私は彼らに期待しない。共感もしてもらおうとは思ない。もう、随分と昔に諦めている。だから、教室の隅で静かにしておくから、どうか放っておいてください。お願いします。
そんな私の現状に転機が訪れた。
「皆、おはよー。転校生が来たから、紹介するね。入ってきて。」
「初めまして。柊瀬良と言います。よろしくお願いします。」
転校生の彼女ははきはきとした声で挨拶をして、その真っ赤な瞳で教室の一人一人に目を合わせていく。
教室の生徒たちは妙な熱狂を見に包んで、明るそうで、可愛い彼女のことをこれでもかと歓迎しているようだった。
かく言いう私も彼女の存在を心から歓迎していた。太陽がまぶしいほど、影は暗くなる。私の存在を掻き消してくれるだろう彼女の存在は、私の平穏な学園生活には必要不可欠な要素になっていくだろう。
「あ~、雨音の隣でいいか。あの角の方。そっちが席な。よろしく。」
「分かりました。」
「「げぇ~、魔女の隣かよ~。」」
ぎゃはははは。彼らは品のない声で嗤っている。最悪だ。どうしてだろうか、彼らの玩具という役割からは逃れられないのかもしれない。
でも、きっと教室から抜け出せば、彼らは瀬良のことに集中してくれるだろうし、私に目線を投げてくることもないだろう。
そんな企みも数週間もしないうちに瓦解してしまった。どうしてかな、瀬良は私に構ってきて、教室から抜け出す隙を与えてくれない。彼女としては善意なのかもしれないけど、私にとってはいい迷惑だ。

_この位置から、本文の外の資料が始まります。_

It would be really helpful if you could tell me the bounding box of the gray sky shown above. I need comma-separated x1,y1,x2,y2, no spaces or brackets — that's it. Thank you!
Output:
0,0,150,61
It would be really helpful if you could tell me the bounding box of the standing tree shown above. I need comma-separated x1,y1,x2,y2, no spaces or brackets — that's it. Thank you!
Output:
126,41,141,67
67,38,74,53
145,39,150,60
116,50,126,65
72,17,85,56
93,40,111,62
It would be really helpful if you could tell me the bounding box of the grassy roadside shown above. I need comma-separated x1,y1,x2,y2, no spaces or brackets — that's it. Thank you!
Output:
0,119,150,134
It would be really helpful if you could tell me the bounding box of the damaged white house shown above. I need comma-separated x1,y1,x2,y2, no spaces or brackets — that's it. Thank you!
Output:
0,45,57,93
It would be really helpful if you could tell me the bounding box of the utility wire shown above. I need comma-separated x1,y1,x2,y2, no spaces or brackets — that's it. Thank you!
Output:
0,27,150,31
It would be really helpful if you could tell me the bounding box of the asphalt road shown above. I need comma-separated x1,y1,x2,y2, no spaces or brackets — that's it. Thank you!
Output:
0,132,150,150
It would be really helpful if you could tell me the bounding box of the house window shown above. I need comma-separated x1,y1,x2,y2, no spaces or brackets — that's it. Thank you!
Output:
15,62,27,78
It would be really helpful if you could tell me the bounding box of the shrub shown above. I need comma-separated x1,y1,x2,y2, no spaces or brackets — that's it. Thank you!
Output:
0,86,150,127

だけど、そんな言葉を言ってしまえば、いよいよ学校という檻では落第を押されてしまい、私の生きる場所がなくなってしまう。
そうならないためにも、彼女にはそれとなく離れてくれるように言ってしまわなければならない。それとなく、なんて私の不得意分野だけど。
「空、話って何?」
「え、えと……。」
空き教室に瀬良を呼び出し、いざ対面したら私は話す言葉を持っていなかった。彼女の明るい雰囲気に私はますます惨めになって、そして、あまりの不甲斐なさに瞳の色が深い青に覆われる。

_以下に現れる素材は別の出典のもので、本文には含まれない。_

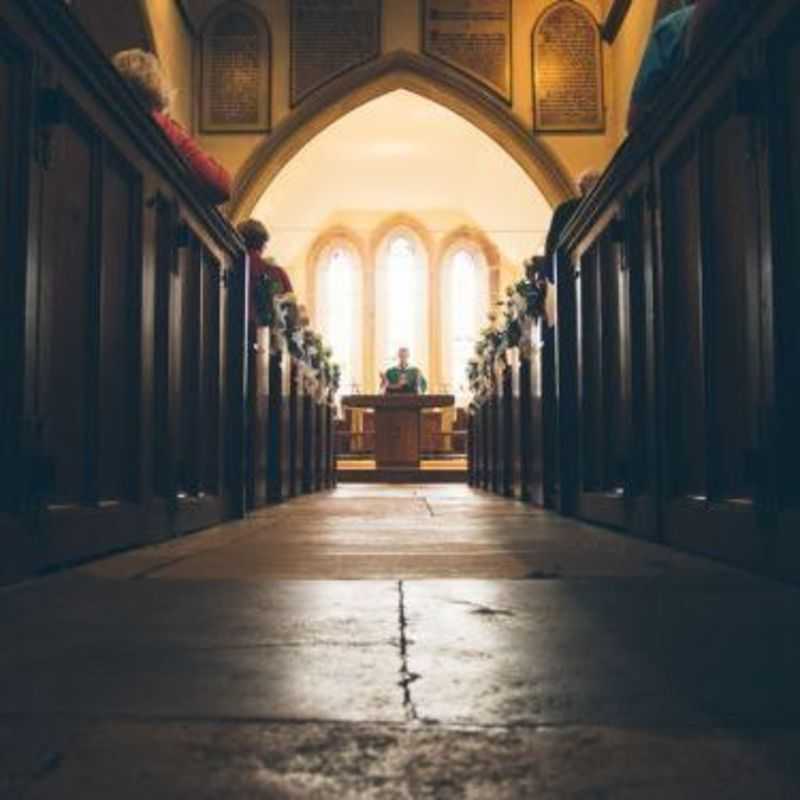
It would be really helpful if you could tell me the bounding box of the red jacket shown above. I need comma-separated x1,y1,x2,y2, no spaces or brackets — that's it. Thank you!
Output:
153,111,231,205
247,250,294,320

「ふふっ、落ち着いて。大丈夫だから。ゆっくりでいいよ。」
「あ、うん。ありがとう……。」
彼女の優しさに私は救われる。微笑みを浮かべる彼女は確かに太陽のようで、全てを照らす暖かい光を纏わせている。真っ赤な瞳は私の青い瞳を射抜いて、続く言葉を待っていた。
私は意識して深呼吸する。こうなる前から分かっていたことじゃないか。天性の明るさを持つ彼女と相対すれば、私は惨めになると。想像もつかないほど酷い気持ちになるかもしれないと。
それでも、私は彼女の前に立つと決めたんだ。
「きょ、教室で話しかけるのやめて。」
い、言えた!!ちゃんと言えた!!彼女の真っ赤な瞳は意志が籠っており、彼女自身が絶対なものだと錯覚するくらいだ。だけど、そんな彼女に対して、私は確かに自分の言葉を伝えることが出来たんだ。

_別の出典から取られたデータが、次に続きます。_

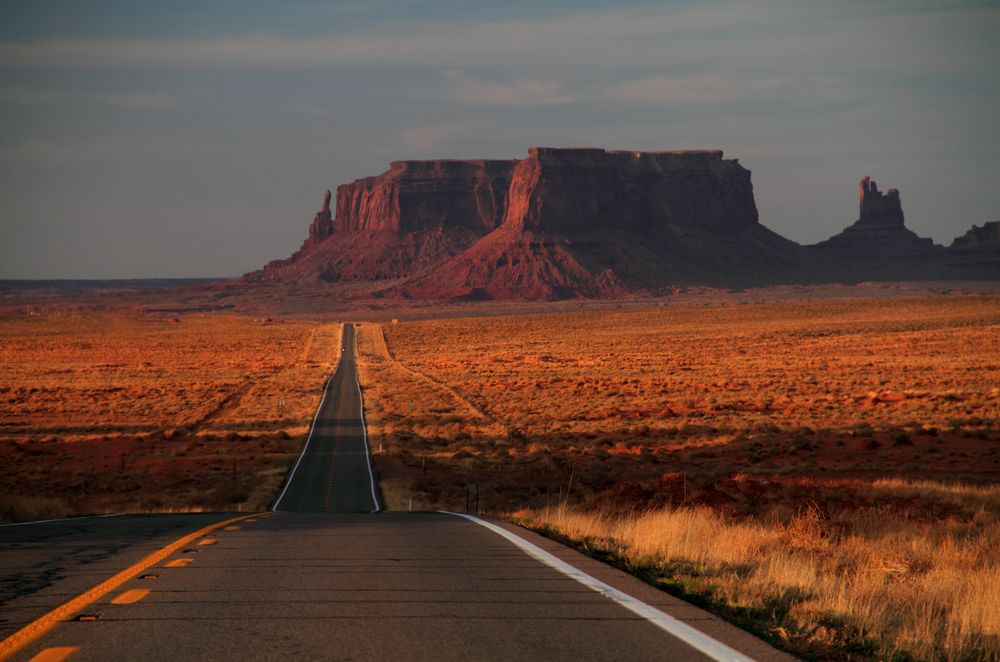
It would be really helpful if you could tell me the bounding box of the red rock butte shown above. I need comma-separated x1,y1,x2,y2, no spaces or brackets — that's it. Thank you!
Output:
244,147,1000,300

最初はそれとなく伝える気で、こんなに直接的に伝えるつもりはなかったけれど、元々不器用な私だ。これでも、大きな進歩と言ってもいいだろう。
ふふふ、ふふふふふ。何故か、心の奥から自信が湧き上がり、今なら何でもできそうな気がしてきた。
「あっ、ごめん。……迷惑だった、よね。」
「……えっ、いや。」
「ごめん、ね。」
私はバカだった。私は彼女が悲しむ可能性なんて考えずに、彼女の明るさに甘えていただけだった。こんなんでは、私も教室の奴らと一緒ではないか。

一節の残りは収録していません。